GPs will typically go first to their own LPs for capital as a reward for investing in the fund. Ideally these LPs, either with in-house co-invest teams or relying on specialist advisers, perform due diligence on each opportunity and give a quick yes or no. In some cases, GPs will set up a “sidecar” vehicle for LPs who can’t possibly vet each deal themselves. The sidecar automatically co-invests in all deals on a low-fee basis. For larger relationships, a GP may operate a separate account in which the GP does the co-invest picking and choosing on behalf of the LP.

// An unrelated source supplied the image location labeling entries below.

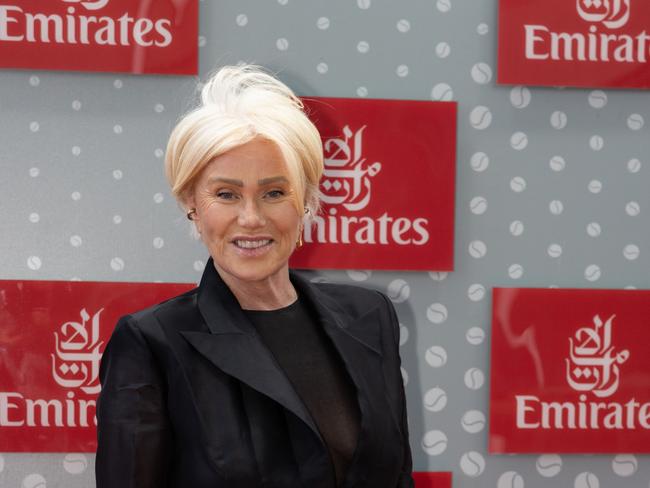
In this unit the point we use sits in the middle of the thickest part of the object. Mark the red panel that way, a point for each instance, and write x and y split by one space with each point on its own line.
575 43
426 479
388 186
133 36
52 336
569 371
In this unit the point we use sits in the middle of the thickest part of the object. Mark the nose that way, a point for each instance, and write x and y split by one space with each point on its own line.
250 215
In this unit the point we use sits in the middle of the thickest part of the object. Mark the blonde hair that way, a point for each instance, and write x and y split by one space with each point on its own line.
238 104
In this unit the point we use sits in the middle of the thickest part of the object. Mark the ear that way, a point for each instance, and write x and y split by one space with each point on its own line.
189 203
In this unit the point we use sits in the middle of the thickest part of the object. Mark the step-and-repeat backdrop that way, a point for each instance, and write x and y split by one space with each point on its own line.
486 166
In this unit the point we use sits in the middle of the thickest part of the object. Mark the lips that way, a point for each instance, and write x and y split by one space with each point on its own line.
244 243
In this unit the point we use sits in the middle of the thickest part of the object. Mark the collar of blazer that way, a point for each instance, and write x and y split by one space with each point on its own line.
233 345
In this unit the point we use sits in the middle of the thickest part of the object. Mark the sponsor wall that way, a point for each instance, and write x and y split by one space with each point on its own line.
551 190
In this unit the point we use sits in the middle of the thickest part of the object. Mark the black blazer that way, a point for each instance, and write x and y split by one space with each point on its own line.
192 398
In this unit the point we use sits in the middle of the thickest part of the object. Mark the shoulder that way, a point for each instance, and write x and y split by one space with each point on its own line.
356 300
147 321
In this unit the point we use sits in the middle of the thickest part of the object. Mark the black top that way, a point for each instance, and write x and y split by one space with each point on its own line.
315 369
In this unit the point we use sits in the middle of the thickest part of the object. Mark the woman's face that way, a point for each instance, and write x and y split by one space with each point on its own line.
245 212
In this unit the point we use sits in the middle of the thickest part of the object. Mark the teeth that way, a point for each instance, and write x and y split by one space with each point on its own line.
252 244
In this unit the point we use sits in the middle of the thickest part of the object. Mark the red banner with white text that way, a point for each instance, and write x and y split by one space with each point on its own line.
388 186
133 36
584 43
569 371
52 336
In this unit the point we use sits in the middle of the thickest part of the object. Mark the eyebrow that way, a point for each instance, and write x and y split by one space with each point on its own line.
240 183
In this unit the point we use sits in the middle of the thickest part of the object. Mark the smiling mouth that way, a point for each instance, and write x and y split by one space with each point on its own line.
256 244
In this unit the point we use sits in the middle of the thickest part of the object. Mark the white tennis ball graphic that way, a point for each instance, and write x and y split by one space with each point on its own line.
477 249
597 99
472 463
474 378
593 229
586 480
510 479
473 421
517 184
478 205
549 465
635 122
398 290
476 292
435 356
33 481
437 313
481 73
434 442
475 336
403 25
479 161
34 263
443 49
480 117
596 142
442 92
435 399
593 272
519 141
520 97
516 228
559 120
554 250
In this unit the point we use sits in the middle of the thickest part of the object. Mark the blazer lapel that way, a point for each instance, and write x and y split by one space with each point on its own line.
233 346
358 342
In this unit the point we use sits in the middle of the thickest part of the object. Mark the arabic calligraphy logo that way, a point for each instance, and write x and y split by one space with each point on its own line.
76 363
612 13
592 365
346 177
96 5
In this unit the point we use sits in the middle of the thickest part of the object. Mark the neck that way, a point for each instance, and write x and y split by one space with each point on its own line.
271 293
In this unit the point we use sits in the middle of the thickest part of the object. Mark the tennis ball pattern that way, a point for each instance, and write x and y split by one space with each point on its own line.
551 190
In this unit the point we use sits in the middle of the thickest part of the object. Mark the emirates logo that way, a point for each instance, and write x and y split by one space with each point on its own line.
613 14
75 363
96 5
347 176
592 364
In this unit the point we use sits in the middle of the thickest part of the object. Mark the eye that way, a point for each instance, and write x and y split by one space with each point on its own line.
225 195
274 194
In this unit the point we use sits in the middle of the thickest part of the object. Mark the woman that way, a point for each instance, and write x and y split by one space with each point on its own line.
257 378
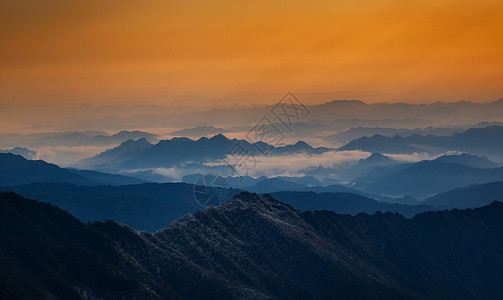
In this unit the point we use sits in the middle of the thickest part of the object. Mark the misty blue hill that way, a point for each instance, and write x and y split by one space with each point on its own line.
107 178
144 207
150 175
16 170
24 152
474 161
480 141
74 138
253 247
275 184
426 178
199 131
366 165
359 132
167 153
114 157
152 206
346 203
468 197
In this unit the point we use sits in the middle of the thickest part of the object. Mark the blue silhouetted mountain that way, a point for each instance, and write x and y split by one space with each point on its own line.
275 184
153 206
148 206
168 153
74 138
481 141
468 197
359 132
346 203
253 247
426 178
469 160
15 170
24 152
114 157
199 131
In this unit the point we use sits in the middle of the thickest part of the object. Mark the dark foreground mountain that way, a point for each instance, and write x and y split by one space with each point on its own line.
15 169
152 206
253 248
149 206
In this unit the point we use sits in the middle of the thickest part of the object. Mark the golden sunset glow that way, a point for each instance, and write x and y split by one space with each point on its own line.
413 51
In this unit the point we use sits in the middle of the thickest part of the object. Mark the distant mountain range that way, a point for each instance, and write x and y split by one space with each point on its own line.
73 139
141 154
480 141
144 207
252 247
153 206
24 152
359 132
15 170
468 197
426 178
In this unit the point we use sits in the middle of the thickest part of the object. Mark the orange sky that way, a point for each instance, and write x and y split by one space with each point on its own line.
87 51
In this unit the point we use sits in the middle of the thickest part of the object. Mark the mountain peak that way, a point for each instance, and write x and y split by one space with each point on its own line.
219 137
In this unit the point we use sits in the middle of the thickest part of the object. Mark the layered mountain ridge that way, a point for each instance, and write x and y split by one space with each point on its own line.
256 247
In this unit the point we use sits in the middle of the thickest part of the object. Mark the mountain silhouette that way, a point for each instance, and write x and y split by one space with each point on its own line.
480 141
16 170
171 152
253 247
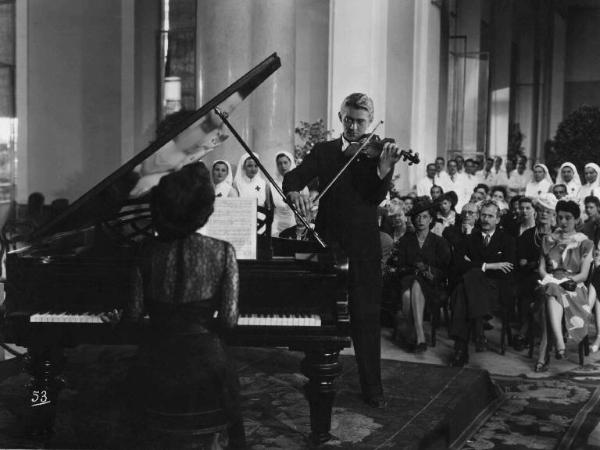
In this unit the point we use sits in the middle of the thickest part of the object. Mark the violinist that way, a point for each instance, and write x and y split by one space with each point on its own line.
347 217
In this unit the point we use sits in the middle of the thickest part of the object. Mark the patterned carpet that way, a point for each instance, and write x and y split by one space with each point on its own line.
429 405
561 412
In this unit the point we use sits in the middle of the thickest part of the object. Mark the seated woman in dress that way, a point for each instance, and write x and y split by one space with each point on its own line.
446 213
529 246
420 260
182 279
223 179
564 267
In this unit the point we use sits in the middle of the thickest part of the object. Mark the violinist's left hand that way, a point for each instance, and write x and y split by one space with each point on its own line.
389 156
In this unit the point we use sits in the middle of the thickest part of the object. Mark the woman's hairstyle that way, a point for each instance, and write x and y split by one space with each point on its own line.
182 202
451 197
499 189
568 206
483 186
526 199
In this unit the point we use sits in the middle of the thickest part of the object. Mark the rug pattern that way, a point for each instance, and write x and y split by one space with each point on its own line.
558 412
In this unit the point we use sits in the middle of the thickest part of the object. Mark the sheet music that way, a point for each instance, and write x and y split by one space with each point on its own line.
234 221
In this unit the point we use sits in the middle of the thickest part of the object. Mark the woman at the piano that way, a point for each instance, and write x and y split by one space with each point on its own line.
182 279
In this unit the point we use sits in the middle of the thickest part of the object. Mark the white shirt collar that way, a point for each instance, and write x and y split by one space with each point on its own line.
483 233
345 143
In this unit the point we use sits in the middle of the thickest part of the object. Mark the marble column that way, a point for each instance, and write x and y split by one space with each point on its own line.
223 37
425 93
357 55
272 104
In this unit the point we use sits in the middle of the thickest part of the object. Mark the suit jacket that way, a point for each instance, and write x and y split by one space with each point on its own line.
458 246
501 248
348 211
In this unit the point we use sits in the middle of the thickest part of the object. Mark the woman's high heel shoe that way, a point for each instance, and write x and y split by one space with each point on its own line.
596 345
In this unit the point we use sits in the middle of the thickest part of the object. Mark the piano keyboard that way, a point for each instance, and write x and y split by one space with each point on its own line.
65 317
277 320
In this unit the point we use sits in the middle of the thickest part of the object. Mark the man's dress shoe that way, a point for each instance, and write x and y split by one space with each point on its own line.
377 401
460 358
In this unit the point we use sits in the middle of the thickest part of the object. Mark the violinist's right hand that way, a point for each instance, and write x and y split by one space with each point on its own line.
303 203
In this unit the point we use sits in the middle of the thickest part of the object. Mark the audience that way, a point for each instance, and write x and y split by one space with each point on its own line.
592 183
479 276
446 213
222 178
529 245
567 175
541 182
283 216
559 191
436 192
486 283
591 227
499 195
564 268
420 260
427 182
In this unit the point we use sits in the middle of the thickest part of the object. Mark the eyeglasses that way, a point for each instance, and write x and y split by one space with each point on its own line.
349 121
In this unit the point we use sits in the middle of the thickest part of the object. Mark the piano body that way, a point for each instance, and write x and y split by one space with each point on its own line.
79 264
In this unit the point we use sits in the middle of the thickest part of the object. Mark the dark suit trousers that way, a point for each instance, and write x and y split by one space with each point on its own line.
476 297
365 287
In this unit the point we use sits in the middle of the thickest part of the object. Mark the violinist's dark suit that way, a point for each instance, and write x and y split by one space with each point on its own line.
347 217
482 293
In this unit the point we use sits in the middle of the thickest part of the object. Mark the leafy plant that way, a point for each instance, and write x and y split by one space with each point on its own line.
577 138
309 134
515 139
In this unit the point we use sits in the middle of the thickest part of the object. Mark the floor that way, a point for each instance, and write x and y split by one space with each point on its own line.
512 363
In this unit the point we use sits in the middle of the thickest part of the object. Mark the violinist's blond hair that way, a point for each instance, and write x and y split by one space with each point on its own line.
358 101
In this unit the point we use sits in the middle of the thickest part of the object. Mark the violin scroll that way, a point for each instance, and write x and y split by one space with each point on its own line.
408 155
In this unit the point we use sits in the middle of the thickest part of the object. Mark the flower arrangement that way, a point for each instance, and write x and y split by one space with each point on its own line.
309 134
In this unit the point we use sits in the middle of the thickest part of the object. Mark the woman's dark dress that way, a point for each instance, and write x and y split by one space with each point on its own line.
184 365
435 254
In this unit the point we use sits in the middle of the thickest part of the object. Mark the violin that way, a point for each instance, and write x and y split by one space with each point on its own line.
371 146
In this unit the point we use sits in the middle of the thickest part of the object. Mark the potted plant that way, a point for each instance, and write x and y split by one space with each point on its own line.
307 135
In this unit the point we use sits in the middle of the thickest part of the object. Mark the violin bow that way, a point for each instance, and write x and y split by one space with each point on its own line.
343 169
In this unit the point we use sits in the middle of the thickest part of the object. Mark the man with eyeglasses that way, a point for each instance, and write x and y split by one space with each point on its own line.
347 217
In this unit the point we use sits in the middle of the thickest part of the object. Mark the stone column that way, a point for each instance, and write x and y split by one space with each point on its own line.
357 55
272 104
223 34
425 93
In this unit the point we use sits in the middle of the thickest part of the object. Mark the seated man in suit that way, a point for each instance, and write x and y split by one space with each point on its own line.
489 255
457 236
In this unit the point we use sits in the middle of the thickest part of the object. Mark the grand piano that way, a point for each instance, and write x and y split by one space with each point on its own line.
78 266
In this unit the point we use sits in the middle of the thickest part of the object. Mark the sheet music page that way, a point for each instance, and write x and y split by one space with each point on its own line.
234 221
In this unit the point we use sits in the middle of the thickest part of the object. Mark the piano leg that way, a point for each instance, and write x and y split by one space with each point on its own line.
44 365
321 368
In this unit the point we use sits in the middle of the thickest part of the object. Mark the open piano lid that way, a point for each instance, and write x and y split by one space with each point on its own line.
107 198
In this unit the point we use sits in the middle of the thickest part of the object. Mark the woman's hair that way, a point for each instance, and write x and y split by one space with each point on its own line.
568 206
451 197
182 202
499 189
282 155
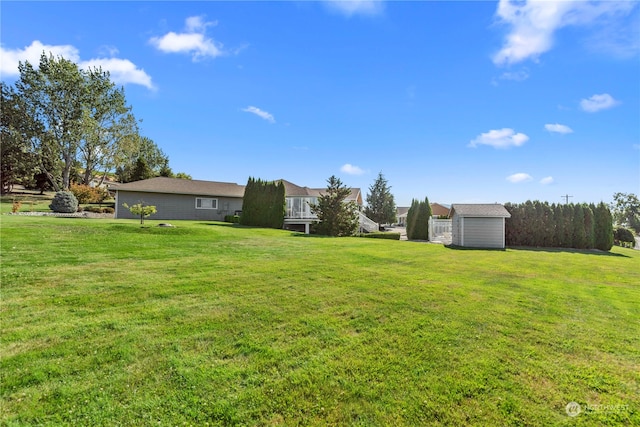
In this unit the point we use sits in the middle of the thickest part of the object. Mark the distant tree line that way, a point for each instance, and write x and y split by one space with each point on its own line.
580 226
263 204
61 124
418 220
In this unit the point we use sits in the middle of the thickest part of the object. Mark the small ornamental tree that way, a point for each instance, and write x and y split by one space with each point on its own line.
336 215
141 210
64 202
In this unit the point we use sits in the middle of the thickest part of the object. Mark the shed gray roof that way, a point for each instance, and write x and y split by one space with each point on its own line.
480 210
184 186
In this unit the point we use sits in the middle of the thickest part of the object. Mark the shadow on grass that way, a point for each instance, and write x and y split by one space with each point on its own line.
465 248
596 252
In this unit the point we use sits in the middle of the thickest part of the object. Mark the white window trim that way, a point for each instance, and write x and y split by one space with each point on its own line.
200 199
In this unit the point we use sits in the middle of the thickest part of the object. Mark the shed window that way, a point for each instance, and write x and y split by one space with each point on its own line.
205 203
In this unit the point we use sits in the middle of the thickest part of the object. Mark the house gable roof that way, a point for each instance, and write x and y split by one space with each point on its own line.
436 210
480 210
184 186
293 190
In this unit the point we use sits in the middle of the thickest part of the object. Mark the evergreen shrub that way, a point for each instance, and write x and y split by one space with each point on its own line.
64 202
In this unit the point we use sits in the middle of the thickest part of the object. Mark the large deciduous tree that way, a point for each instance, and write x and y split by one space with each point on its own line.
18 162
381 206
108 125
54 97
626 210
139 149
336 215
74 121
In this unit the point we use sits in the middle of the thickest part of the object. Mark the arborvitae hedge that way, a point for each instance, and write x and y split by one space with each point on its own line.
263 204
418 220
579 226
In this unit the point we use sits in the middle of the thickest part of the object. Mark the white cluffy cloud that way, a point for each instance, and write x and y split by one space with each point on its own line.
533 24
546 180
356 7
351 169
519 177
192 41
558 128
260 113
598 102
122 71
500 138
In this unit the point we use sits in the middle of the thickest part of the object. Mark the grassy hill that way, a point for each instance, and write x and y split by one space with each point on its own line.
103 322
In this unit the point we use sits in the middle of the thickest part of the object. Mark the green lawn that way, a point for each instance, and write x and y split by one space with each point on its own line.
106 323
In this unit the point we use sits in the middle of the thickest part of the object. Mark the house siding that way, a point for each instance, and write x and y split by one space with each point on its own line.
176 206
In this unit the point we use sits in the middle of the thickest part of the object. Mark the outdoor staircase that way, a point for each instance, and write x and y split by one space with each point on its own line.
367 225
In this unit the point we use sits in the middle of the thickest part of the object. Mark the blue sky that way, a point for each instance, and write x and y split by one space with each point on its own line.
461 102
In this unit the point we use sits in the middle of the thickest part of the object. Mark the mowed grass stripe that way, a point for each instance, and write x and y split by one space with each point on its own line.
104 322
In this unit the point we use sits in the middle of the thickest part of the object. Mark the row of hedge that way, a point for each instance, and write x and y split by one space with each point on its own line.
263 204
581 226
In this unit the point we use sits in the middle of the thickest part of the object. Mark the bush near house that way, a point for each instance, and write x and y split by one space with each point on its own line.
88 194
235 219
382 235
263 204
418 220
64 202
624 237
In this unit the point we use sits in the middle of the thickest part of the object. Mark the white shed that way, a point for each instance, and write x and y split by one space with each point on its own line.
478 225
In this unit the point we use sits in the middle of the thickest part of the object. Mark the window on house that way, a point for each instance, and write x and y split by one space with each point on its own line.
204 203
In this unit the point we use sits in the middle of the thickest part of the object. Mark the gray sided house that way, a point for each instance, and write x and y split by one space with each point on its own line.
298 215
479 225
181 198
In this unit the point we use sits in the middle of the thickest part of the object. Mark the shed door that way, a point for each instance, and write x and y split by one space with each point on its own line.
484 232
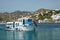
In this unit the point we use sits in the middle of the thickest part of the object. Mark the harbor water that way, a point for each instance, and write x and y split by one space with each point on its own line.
44 31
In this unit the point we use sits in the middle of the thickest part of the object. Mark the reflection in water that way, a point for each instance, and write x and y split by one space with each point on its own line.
11 35
43 32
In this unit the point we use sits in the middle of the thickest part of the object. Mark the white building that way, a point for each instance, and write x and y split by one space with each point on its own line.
55 17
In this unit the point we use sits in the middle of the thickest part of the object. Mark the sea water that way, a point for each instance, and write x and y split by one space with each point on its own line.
44 31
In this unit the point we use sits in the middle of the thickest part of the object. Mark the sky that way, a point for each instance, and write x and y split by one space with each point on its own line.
28 5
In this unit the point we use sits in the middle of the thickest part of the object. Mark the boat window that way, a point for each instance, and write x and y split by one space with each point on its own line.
10 24
29 19
17 24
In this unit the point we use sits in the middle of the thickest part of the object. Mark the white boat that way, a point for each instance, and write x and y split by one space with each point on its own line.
23 24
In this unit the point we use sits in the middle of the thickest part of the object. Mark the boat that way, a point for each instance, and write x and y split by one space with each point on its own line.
23 24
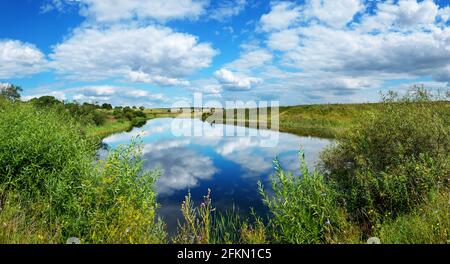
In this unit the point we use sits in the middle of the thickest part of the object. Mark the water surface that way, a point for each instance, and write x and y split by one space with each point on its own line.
230 166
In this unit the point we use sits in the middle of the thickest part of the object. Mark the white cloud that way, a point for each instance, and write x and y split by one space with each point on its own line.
231 81
333 13
160 10
57 94
281 16
228 9
331 57
250 59
139 76
154 54
284 40
18 59
404 15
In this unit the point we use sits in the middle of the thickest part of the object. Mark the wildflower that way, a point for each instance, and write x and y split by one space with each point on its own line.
73 240
373 240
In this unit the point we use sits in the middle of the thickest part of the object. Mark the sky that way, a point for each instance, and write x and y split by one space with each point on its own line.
155 53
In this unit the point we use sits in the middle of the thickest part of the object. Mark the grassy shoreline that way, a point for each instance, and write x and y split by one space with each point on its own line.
328 121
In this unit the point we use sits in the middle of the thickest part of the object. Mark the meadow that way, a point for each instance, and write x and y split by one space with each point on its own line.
387 176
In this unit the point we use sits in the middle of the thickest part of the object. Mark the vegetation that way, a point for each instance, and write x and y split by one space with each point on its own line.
51 188
388 176
10 92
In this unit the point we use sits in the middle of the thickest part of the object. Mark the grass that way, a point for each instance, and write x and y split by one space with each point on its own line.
386 176
321 120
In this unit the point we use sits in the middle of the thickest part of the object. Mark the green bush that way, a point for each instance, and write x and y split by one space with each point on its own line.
52 186
427 224
304 209
390 163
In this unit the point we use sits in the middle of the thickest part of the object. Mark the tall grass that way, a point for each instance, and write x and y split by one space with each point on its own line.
389 164
304 209
51 185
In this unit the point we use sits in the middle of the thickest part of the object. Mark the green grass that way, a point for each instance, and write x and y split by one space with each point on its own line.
110 127
386 176
321 120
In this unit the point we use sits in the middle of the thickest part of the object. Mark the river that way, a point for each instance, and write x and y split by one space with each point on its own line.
194 155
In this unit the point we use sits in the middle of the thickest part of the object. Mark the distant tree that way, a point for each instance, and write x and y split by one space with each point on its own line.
107 106
45 101
10 92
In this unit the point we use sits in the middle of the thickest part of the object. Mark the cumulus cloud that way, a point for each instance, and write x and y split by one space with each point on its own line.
139 76
231 81
284 40
404 15
332 53
281 16
18 59
333 13
119 10
149 54
227 9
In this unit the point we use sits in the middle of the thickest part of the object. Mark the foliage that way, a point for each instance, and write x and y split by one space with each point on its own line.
203 225
304 208
197 226
52 187
10 92
427 224
389 164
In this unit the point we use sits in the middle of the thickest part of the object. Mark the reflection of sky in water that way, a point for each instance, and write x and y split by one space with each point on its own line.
230 166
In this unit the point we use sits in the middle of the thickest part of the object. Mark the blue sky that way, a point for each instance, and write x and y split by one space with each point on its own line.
155 53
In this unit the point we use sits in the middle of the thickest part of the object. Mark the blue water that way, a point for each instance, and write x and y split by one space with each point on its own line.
230 166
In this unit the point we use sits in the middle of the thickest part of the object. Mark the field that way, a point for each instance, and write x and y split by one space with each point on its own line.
387 177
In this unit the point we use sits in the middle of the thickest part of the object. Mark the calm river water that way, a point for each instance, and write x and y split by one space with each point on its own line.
195 155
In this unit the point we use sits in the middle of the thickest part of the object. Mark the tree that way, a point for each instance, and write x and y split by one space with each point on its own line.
11 92
107 106
45 101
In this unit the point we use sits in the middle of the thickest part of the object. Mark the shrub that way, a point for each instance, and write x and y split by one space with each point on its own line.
119 201
427 224
51 185
390 163
304 209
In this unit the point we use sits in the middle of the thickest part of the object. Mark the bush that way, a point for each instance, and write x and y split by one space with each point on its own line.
51 185
304 209
390 163
42 153
427 224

Where necessary and strategic, GPs may also look beyond their own LP networks to co-investment specialist vehicles, as well as to investors who are not in the current fund but with whom the GP would like to do business.

Funds and fundraising will always be a huge part of the market, but the role of the fund as a placeholder for future co-invest opportunities is already clearly established among the largest LPs. This has implications not only for the way capital gets formed but for the economic support of GP entities. Fees from funds will serve to support the investment program of GP teams, but the full sum of capital in private equity deals will no longer pay the same fixed “toll” to the GP. As such, GPs will need to rely on fund fees for nothing but lean protein, and use the carry for the champagne.